Un breve saluto e una benedizione. Così il Papa ha scelto di accogliere i poveri e i malati nell’Aula Paolo VI, prima dell’Udienza Generale in Piazza San Pietro del 17 dicembre. Si è rivolto a loro con un saluto personale, augurando loro di «difendersi un po’ dagli elementi, dal freddo soprattutto» e permettendo loro inoltre di seguire l’Udienza sullo schermo o addirittura in piazza.
L’Udienza ha avuto come tema principale il Natale. In particolare, Leone XIV ha esortato a non lasciarsi soffocare dalla frenesia dei preparativi, che offuscano il reale significato della festività. Ovvero quello della venuta di Gesù. Concentrarsi sui preparativi in modo eccessivo rischia invece di fornire un’interpretazione «superficiale» del Natale. Fondamentale in questo senso è il presepe, simbolo di fede, arte e cultura.
Papa Leone XIV e i valori essenziali
Il Pontefice ha accennato all’esperienza comune della vita come movimento continuo, alla pressione di «conseguire risultati ottimali» e alla fatica di restare interiormente unificati. Il «riposo di Dio» non è inattivo, ma un ristoro di pace e gioia. La frenesia quotidiana, fatta di attività e responsabilità che «non sempre ci rendono soddisfatti», può arrivare a trasformarsi in un «vortice» che crea preoccupazioni e fa perdere di vista l’essenziale.

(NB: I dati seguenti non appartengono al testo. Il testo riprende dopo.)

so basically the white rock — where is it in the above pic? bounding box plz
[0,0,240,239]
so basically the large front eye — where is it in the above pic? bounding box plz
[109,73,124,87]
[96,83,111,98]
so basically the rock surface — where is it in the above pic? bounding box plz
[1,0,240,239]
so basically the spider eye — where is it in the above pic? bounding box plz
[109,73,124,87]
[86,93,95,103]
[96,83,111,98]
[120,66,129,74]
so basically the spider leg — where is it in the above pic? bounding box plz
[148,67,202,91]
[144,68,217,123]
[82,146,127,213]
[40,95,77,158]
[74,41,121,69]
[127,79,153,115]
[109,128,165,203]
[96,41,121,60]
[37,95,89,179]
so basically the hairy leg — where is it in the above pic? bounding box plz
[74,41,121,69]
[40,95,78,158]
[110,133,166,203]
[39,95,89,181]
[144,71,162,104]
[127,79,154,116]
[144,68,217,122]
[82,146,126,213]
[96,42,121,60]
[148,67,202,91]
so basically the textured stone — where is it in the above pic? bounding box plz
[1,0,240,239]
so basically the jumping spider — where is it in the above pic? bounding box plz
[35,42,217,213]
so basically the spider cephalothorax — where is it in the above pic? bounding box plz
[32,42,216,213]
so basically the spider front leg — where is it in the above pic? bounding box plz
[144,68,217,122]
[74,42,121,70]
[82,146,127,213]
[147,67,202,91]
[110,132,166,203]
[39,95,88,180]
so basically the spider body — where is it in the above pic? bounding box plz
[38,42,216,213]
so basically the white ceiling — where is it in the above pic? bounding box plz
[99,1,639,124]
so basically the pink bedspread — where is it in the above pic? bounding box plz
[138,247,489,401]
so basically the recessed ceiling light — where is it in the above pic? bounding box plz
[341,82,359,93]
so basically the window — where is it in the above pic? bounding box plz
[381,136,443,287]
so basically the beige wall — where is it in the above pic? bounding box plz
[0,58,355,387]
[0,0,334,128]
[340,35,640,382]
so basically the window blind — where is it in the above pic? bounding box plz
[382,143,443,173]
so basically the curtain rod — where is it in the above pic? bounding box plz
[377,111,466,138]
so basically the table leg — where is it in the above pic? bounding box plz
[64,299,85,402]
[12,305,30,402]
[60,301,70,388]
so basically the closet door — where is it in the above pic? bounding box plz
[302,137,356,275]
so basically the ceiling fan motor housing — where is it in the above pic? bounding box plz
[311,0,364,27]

Leone XIV ricorda che «noi non siamo macchine, abbiamo un cuore, anzi, possiamo dire, siamo un cuore».
Questo cuore è «sintesi di pensieri, sentimenti e desideri», ciò che lui chiama «centro invisibile» della persona. C’è un passo del Vangelo di Matteo particolarmente illuminante a riguardo, che spiega il collegamento fra desiderio e orientamento della vita: «Là dov’è il tuo tesoro, sarà anche il tuo cuore». Qui il Papa trova una correlazione con le dinamiche economiche attuali: il vero tesoro non è nelle «casseforti» o nei «grandi investimenti finanziari», che vengono perfino «idolatrati» a fronte di costi umani veramente drammatici. Le dimensioni toccate sono dunque quelle sociali, antropologiche e spirituali, perché la dispersione esterna della vita, senza concentrarsi sui valori essenziali, scivola facilmente nella mancanza di significato, «persino in persone apparentemente di successo».
La vita come relazione, non come prestazione
Nonostante il periodo natalizio, Leone XIV ha suggerito una lettura pasquale della vita: guardarla «con Gesù Risorto» per accedere all’«essenza» della persona. In quanto primo papa agostiniano, non manca di citare Sant’Agostino quando parla di «cuore umano inquieto non per destino di irrequietezza sterile, ma perché orientato a un compimento». Ecco il passo delle Confessioni che indica questo compimento: «ci hai fatti per te e il nostro cuore è inquieto, finché non riposa in te». Un’inquietudine che il Pontefice vede proprio come segno di una meta: un «ritorno a casa», un ritorno al Signore. Non i soldi, non il possesso di beni, ma l’amore di Dio.
Il vero significato della vita non si trova tuttavia evitando il mondo, ma amando il prossimo che si incontra lungo il cammino, «in carne e ossa». E quando il prossimo «ti chiede di rallentare, di guardarlo negli occhi», o persino «di cambiare programma e direzione», bisogna ascoltarlo. Questo è anche un modo per portare la fede nel concreto, nel quotidiano: la fede sta anche nelle scelte personali che facciamo tutti i giorni. La vita non deve essere vissuta come prestazione, quindi, ma come relazione.
La difesa del presepe come vero simbolo del Natale
Nella parte finale della catechesi dell’Udienza Generale, Leone XIV si è rivolto ai malati, agli sposi novelli e ai giovani. In particolare, ha ricordato l’imminenza del Natale e l’allestimento del presepe nelle case. Per il Pontefice, si tratta di una «suggestiva rappresentazione del Mistero della Natività di Cristo». Non solo un elemento di fede, ma anche di arte e cultura cristiana, perché con la sua presenza ricorda che Gesù si è fatto uomo venuto ed è venuto «ad abitare in mezzo a noi». Un Dio vicino all’umanità, che entra nella nostra storia «con la piccolezza di un bambino», facendoci rivivere un mistero di umiltà e amore.